Perioperative Durvalumab in Gastric and Gastroesophageal Junction Cancer

The MATTERHORN trial assessed patients with resectable gastric cancer/gastroesophageal junction cancer and assigned them 1:1 to perioperative durvalumab 1500 mg Q4W + FLOT (neoadjuvant and adjuvant) vs placebo + FLOT. Durvalumab + FLOT significantly improved 2-yr EFS (67.4% vs 58.5%) and increased pathological complete response (pCR) (19.2% vs 7.2%), with a numerically higher 2-year overall survival (OS) (75.7% vs 70.4%). Safety was comparable between arms (grade 3–4 AEs 71.6% vs 71.2%) with no excess surgical delays, unexpected toxicities or adjuvant initiation delays. Bottom line: Immunotherapy (IO) benefit appears linked to the FLOT backbone—as cis/FP + IO regimens have not consistently improved event-free survival (EFS)—and mature OS plus broader representation remain needed, but this looks like a meaningful advance.
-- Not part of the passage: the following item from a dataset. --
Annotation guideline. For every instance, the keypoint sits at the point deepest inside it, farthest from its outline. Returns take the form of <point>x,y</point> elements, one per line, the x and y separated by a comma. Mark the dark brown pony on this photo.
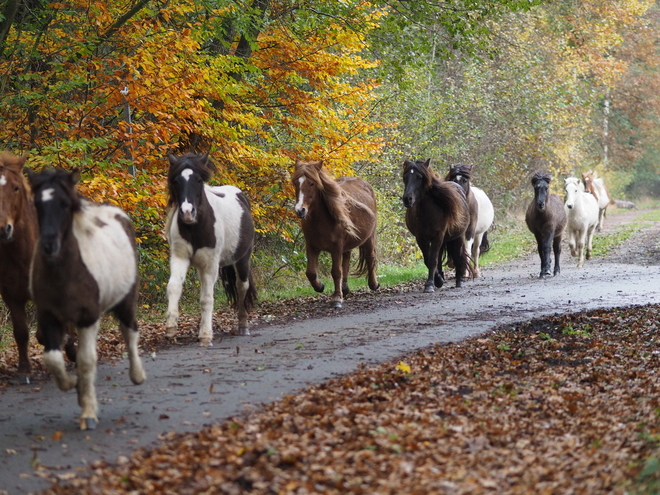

Trastuzumab Deruxtecan or Ramucirumab plus Paclitaxel in Gastric Cancer

The phase III DESTINY-Gastric04 trial randomized HER2+ metastatic gastric/GEJ adenocarcinoma progressing on trastuzumab to T-DXd versus RAM+PTX, showing a significant overall survival (OS) benefit with T-DXd (14.7 vs 11.4 months) and improved PFS (6.7 vs 5.6 months). Objective response rate (ORR) was higher with T-DXd (44.3% vs 29.1%), and duration of response was longer (7.4 vs 5.3 months). Grade ≥3 AE rates were comparable (50.0% vs 54.1%), though adjudicated ILD/pneumonitis was more frequent with T-DXd (13.9% vs 1.3%, mostly grade 1–2), underscoring the need for vigilant monitoring. Bottom line: T-DXd looks like the new second-line standard for HER2+ disease that stays HER2-positive post-trastuzumab—meaningful survival gains. Please make sure to plan for a repeat biopsy in this setting.